Manajemen Pembangunan Daerah (Teori dan Aplikasi)

Judul: Manajemen Pembangunan Daerah: Teori dan Aplikasi
Penulis: M. Safi’i
Penerbit: Averroes Press
Tahun: 2009
Tebal: 146
ISBN: 9799793997215

Dalam mewujudkan tujuan otonomi daerah, studi manajemen pembangunan daerah sangat dibutuhkan oleh pemerintah di daerah. Terutama dalam perkembangannya seringkali otonomi daerah menghadapi kendala ketika kapasitas lokal belum bisa mengartikan makna sebagaimana yang dimaksudkan. Otonomi daerah sering hanya dimaknai sebagai keleluasaan daerah dalam ranah politik semata.

Manajemen Pembangunan Daerah

Kebutuhan akan studi manajemen pembangunan daerah semakin mengemuka dewasa ini mengingat tuntutan yang semakin kuat dari para penyelenggara pemerintahan untuk merencanakan dan menjalankan otonomi daerah secara efisien dan efektif agar mendapatkan hasil maksimal. Manajemen pembangunan daerah sebagai studi praktis berupaya untuk memahami substansi pembangunan daerah berdasarkan enam dimensi utama, yakni kebijakan, implementasi kebijakan, perencanan, pengawasan, etika dan politik. Dengan sinergi yang baik di antara enam dimensi di atas, pembangunan daerah lebih mudah dijalankan dan hasilnya lebih mudah dicapai.

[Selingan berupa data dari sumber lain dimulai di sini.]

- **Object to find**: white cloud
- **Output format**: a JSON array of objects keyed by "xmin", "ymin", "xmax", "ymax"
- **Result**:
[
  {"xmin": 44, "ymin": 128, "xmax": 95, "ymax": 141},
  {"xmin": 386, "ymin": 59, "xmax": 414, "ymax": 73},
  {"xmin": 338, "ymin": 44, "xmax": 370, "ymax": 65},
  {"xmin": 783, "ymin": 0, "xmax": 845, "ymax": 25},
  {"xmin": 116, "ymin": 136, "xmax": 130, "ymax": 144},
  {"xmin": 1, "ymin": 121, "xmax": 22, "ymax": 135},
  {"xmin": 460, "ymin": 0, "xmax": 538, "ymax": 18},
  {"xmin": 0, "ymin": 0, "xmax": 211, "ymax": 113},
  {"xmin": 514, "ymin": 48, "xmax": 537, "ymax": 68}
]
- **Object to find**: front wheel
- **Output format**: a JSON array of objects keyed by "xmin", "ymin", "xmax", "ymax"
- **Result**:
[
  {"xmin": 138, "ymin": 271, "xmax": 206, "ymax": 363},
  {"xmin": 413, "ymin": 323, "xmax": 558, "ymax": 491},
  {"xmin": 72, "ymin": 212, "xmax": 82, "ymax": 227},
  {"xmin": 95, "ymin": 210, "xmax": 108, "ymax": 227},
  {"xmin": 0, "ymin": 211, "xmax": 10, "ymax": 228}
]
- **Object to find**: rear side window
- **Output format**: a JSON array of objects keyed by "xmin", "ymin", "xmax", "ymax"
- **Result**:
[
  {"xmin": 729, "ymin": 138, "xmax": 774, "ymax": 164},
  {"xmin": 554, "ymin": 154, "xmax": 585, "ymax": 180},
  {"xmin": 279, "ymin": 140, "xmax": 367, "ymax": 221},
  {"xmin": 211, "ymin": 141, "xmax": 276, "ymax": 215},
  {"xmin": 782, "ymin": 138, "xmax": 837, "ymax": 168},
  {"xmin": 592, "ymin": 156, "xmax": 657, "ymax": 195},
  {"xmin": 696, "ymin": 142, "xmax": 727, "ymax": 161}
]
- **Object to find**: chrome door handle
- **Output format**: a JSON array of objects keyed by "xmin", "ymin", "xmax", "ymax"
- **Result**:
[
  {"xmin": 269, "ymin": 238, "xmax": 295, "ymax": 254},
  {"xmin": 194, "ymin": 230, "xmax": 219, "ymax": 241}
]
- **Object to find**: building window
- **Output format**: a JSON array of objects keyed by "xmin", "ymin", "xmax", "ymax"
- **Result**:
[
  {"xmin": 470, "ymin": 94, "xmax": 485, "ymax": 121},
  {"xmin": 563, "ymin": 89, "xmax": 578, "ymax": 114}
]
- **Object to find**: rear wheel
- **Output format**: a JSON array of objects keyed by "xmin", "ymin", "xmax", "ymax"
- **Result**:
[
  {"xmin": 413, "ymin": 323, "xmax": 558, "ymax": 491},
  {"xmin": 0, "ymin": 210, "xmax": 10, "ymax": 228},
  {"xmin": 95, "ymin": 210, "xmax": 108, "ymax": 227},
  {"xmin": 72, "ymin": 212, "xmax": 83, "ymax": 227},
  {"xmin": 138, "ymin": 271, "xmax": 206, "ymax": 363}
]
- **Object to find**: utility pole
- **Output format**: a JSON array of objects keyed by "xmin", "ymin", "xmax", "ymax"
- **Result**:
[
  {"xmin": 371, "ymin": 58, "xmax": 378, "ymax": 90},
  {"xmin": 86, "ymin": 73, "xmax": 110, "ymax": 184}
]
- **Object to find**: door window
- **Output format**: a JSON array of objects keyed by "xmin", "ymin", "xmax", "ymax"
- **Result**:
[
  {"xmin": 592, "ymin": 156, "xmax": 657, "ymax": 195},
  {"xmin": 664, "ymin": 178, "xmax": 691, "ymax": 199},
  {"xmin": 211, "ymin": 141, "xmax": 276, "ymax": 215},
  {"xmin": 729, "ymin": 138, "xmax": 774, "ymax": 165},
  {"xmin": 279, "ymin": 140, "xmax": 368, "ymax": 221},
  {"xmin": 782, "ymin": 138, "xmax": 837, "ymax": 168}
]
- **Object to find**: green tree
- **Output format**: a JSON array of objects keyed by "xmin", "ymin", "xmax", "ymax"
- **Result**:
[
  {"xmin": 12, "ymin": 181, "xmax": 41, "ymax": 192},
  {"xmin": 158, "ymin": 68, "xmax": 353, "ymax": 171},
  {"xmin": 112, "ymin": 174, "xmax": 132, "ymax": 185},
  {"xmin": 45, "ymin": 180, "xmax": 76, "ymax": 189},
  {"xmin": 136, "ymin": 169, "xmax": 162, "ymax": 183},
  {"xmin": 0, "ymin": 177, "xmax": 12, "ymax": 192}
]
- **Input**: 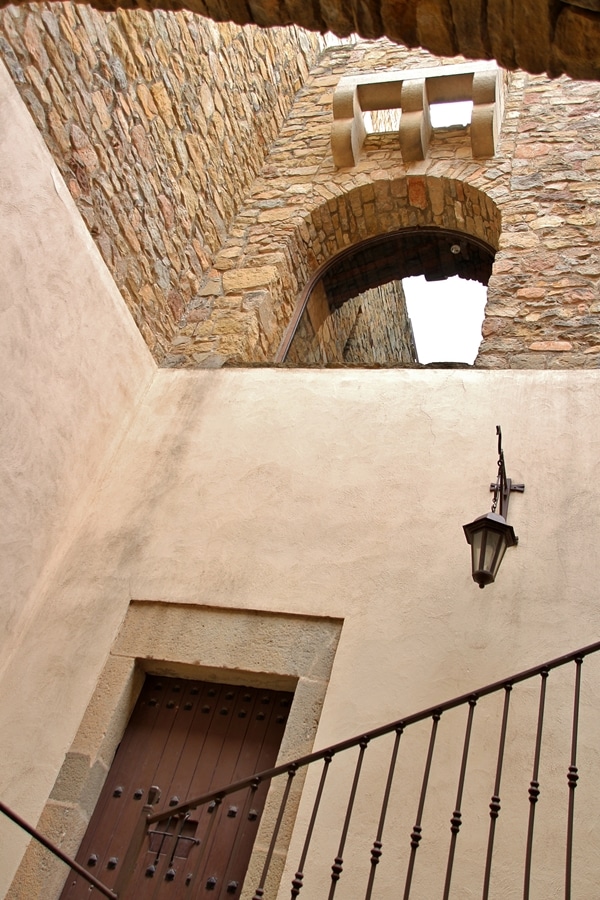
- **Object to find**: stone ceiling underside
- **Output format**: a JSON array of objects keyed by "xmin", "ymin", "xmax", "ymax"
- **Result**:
[
  {"xmin": 322, "ymin": 231, "xmax": 495, "ymax": 308},
  {"xmin": 2, "ymin": 0, "xmax": 599, "ymax": 80}
]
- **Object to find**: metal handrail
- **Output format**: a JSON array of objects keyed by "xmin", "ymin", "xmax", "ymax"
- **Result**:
[
  {"xmin": 0, "ymin": 800, "xmax": 117, "ymax": 898},
  {"xmin": 5, "ymin": 639, "xmax": 600, "ymax": 898},
  {"xmin": 151, "ymin": 637, "xmax": 600, "ymax": 824}
]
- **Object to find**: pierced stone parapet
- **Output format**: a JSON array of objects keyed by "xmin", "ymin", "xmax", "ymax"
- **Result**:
[{"xmin": 332, "ymin": 61, "xmax": 505, "ymax": 167}]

Dalam hal pembangunan daerah, permasalahan mendasar yang masih belum teratasi sampai saat ini misalnya keterbatasan pembiayaan penyelenggaraan pemerintahan dan pembangunan daerah. Masih ada ketergantungan yang sangat tinggi terhadap kucuran dana dari pemerintah pusat. Ketidaksiapan aparatur pemerintah daerah dalam menghadapi otonomi daerah menjadikan banyak daerah masih kesulitan untuk mencari sumber pembiayaan yang otonom.

Kondisi tersebut diperparah dengan fakta bahwa alokasi dana pembangunan daerah dinilai belum tepat sasaran. Di daerah-daerah saat ini, banyak proyek-proyek pembangunan tidak tepat sasaran dan tidak sesuai dengan kebutuhan pengembangan kesejahteraan masyarakat daerah. Hal ini berakibat pada inefisiensi pembiayaan pembangunan. Ini akan memberikan kontribusi negatif pada keberhasilan pembangunan atau tidak terdapat hubungan signifikan antara peningkatan biaya pembangunan dengan keberhasilan pembangunan yang ditandai dengan pengurangan angka kemiskinan dan peningkatan kesejahteraan rakyat.

Fakta membengkaknya anggaran daerah seringkali tidak diimbangi dengan pemetaan yang akurat terhadap situasi aktual kebutuhan masyarakat. Terkesan, kebijakan pemerintah dalam upaya peningkatan kesejahteraan masyarakat hanya bersifat tambal sulam. Kasus-kasus demikian di era otonomi daerah saat ini baik di tingkat provinsi maupun kabupaten/kota masih terasa karena keterbatasan pengetahuan dan keterampilan mengenai pengelolaan pemerintahan dan pelaksanaan pembangunan, serta ketaktersediaan sarana-prasarana pendukung pelaksanaan otonomi daerah serta keterbatasan kemampuan pendanaan pembiayaan pembangunan di daerah sebagaimana disebutkan sebelumnya.

Penulisan buku ini di samping untuk menambah referensi bagi wawasan manajemen pembangunan daerah juga diharapkan bisa menambah informasi bagi pelaku pembangunan di daerah. Dengan sinergi yang baik di antara enam dimensi di atas, pembangunan daerah diharapkan lebih mudah dijalankan dan hasilnya lebih mudah dicapai.